Landscape of genomic imbalances in CD-CRCs versus sporadic mucinous CRCs
To determine genome alterations that characterize CD-CRCs, we performed aCGH and sequence analysis of a panel of 563 cancer-related genes (Supplementary Table S1 for gene list). As control groups, we used histomorphologically similar sporadic mucinous adenocarcinomas, and the TCGA CRC dataset (15). The number of SCNAs per tumor tended to be higher in CD-CRCs compared with sporadic mucinous CRCs (P = 0.07; Mann–Whitney test; Fig. 1B), while the fraction of the genome subject to SCNAs was similar (P = 0.88; Mann–Whitney test; Fig. 1C). Array-CGH derived patterns of SCNAs in CD-CRC were similar to sporadic mucinous CRC and to previously published data on sporadic CRC, including gains of chromosomes and chromosome arms 7, 8q, 13q, and 20q, and losses of 5q, 8p, 17p, and 18q (10, 37). However, we observed a significant difference: gain of chromosome arm 5p occurred in 20 of 29 CD-CRCs (69%) compared with five of 24 (21%) sporadic mucinous CRCs (FDR adjusted P = 0.03; Fisher's exact test; Fig. 1D). In addition, a loss of 5p was never observed in CD-CRCs, in contrast to 2 of 24 (8.3%) sporadic mucinous CRCs. This is in line with TCGA data on intestinal type (n = 129) and mucinous (n = 15) CRCs that rarely showed a 5p copy-number gain (20 of 129, 16% and 1 of 15, 7%, respectively) or loss (10 of 129, 8% and 0 of 15, 0%, respectively; Supplementary Fig. S6). The gain of 5p in CD-CRCs was confirmed by interphase FISH on tumor sections (Fig. 1E; Supplementary Table S4), and by copy-number profiles derived from targeted sequencing data (Supplementary Fig. S7).

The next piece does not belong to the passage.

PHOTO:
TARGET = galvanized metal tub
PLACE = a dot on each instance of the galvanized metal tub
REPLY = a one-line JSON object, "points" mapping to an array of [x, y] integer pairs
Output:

Landscape of somatic mutations in CD-CRCs versus sporadic mucinous CRCs
For sequencing data analysis, the applied Strelka and MuTect variant calling algorithms resulted in a total of 814 variant calls with a core fraction of 84% of concordant calls (Supplementary Fig. S8). The highest mutation counts were observed in the POLE-mutated CD-CRC (C21CA2) followed by MSI-H tumors (C20 and C28; Supplementary Fig. S9A). Those samples with the highest mutation counts had the lowest amount of SCNAs (Supplementary Fig. S9B and S9C). The base substitution patterns in CD-CRCs and sporadic mucinous CRCs were very similar (Supplementary Fig. S9D) and typical for colonic tissue (38). Somatic mutations in CD-CRCs involved genes known to be significantly altered in CRC; however, mutation frequencies were different compared with sporadic mucinous CRC (Fig. 2A): TP53 (76% in CD-CRCs vs. 33% in sporadic mucinous CRCs), KRAS (24% vs. 50%), APC (17% vs. 75%), and SMAD3 (3% vs. 29%). While TP53 missense mutations showed a strongly increased nuclear positivity for TP53 compared to the wild-type staining pattern, a TP53 truncating mutation was associated with a complete absence of staining (Fig. 2B). Both in CD-CRCs and sporadic mucinous CRCs, the majority of TP53 mutations occurred as missense mutations, located predominantly in the DNA binding domain of the protein (Supplementary Fig. S10). Mutations in KRAS, the second most commonly mutated gene in both CRC entities, occurred exclusively as missense mutations and involved the known mutation hotspots, independent of CRC etiology (Supplementary Fig. S11). In contrast to TP53 and KRAS mutations, APC mutations in both CD-CRC and sporadic mucinous CRC were truncating mutations. While the distribution of APC mutations in sporadic mucinous CRCs reflected the distribution expected from TCGA data on sporadic CRC and involved high-frequency mutations according to the COSMIC database, the few APC mutations detected in CD-CRCs were primarily located at positions infrequently mutated in sporadic CRC, which was reflected by the reported low frequency of these mutations in COSMIC (Supplementary Fig. S12). In summary, CD-CRCs demonstrated major mutational differences compared to sporadic CRCs including TCGA CRC data (Table 2). Of note is the high frequency of TP53 mutations in inflammation-associated CRCs compared with sporadic intestinal type CRCs and in particular compared with sporadic mucinous CRCs.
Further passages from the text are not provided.